The girls told me that they climbed Entoto every single day, rarely with full strength. As Attiti put it, ” We do not expect to eat everyday. Sometimes what we bring home is barely enough to feed a single person. Therefore, we take turns. Many times, we sacrifice ourselves for the sake of mother. When we go to bed hungry, we struggle to wake up the next day, to go up and down that mountain.” These words of sorrow were conveyed with a brittle voice and quavering lips. Attiti continued, ” On many rainy nights, our bodies are drenched in water. The next day, we sit naked at home, until our closes dry”. “Do you ever wonder why you have to live like this, when there is arable land in the countryside that you can farm, when the rains permit? You then can build your dream house. You know you can do that,” I said. She laughed and gently replied, ” Gashe. People like us are cursed by God, that is what my mother says, sometimes”. I embraced her and told her that her mother is mistaken. That the new government in Addis is going to change the situation with the help of public action.

We arrived at the summit, visited the beautiful church. Shortly before we took of, May, who loved the girls, took their pictures, which we keep at home, until I return to Ethiopia, to give them in person, assuming that they arethere, and that people will identify their home, from the picture.

These shattered young lives are part of everyday Ethiopian topography. These wasted bodies belong to the realm of the familiar, the natural, where policy does not dare to go, and cameras never document. Some readers know of bitterer stories.

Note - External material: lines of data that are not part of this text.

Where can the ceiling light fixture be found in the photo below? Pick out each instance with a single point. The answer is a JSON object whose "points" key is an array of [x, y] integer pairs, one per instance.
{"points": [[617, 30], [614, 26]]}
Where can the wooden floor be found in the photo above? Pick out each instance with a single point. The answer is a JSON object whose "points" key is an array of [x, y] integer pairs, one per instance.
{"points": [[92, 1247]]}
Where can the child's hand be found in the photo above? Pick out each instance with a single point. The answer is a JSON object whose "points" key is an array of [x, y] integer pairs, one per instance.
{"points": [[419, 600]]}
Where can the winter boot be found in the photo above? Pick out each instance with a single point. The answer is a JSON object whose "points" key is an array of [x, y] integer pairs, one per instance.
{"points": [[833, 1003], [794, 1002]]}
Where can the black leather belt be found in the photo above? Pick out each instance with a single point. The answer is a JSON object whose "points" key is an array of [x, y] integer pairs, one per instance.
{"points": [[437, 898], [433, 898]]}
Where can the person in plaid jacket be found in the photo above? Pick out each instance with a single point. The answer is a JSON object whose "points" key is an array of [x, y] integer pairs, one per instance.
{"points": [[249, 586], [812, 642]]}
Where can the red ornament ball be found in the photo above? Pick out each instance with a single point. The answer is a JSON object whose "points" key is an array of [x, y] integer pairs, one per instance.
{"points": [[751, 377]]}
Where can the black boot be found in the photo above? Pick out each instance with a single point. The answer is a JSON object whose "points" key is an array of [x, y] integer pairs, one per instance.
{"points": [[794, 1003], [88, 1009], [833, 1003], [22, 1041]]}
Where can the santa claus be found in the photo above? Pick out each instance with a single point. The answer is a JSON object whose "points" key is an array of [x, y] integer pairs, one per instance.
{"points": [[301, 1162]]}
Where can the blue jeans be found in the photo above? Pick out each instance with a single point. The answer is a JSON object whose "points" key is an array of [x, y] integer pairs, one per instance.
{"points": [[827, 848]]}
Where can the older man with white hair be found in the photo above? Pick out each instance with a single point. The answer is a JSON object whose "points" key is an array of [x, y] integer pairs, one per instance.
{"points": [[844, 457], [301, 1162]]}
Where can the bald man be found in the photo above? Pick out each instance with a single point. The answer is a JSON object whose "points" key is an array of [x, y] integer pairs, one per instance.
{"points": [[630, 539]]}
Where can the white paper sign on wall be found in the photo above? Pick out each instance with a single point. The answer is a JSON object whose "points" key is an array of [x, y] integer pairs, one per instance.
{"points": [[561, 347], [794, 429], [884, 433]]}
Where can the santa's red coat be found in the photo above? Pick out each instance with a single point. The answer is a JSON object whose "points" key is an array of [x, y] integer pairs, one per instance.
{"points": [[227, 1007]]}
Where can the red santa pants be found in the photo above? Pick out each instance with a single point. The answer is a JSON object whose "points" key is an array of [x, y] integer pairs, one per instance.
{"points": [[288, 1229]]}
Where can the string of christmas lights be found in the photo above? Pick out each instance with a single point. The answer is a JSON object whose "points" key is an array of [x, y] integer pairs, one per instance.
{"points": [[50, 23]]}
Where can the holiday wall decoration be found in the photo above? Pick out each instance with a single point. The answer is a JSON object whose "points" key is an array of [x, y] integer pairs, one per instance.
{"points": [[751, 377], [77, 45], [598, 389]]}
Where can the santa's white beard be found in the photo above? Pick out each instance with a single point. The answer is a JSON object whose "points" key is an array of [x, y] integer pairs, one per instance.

However, the point is not comparing unfulfilled lives. What should shock us all is the fact that they exist at all, and that there is no systematic public action that addresses them Medical technology has practically eradicated all diseases, except cancer and AIDS. They too will be cured, in time.

Look at us Ethiopians. Surely, the regime in power tries, and is succeeding. Some remarkable projects are on the way. The gigantic Sheraton, the future Satellite City, the slowly but surely booming economy for the rising middle class, is notable and impressive achievements. The public is dormant. How about endemic deprivation, which we have relegated to the familiar? Where is the comfortable public? Where is its conscience? Why is the church attending and religious public not concerned with the emaciated bodies squandering their lives in the desolate mountains and ravines of Ethiopia, like hunted deer running for their lives?

The public must wake up. It should not rest and sleep long hours after partying at our expensive hotels. Ethiopia is still like a sleeping beauty, and a vibrant and responsible public must shake it. It is shameful to party on the backs of those women who literally abuse their backs for the sake of merely existing. They too are moral subjects. They too have a right to live. They too have bodies that must be fed, sheltered and clothed. The life of our poor citizens is being played with. Too often, their misery and bitter suffering are used against one another. The cause of their sufferings is hidden from them. Their causes are mystified and are given quasi-religious explanations, which victims, such as Attiti above, internalized.

Nothing has changed now, as 100,000 children are presently burning in the fire of poverty in contemporary Ethiopia.

That is why we need a regime change, Now; and we solidfy our splitered struggles, we can bring the change that we need, and which the Ethiopian people deserve.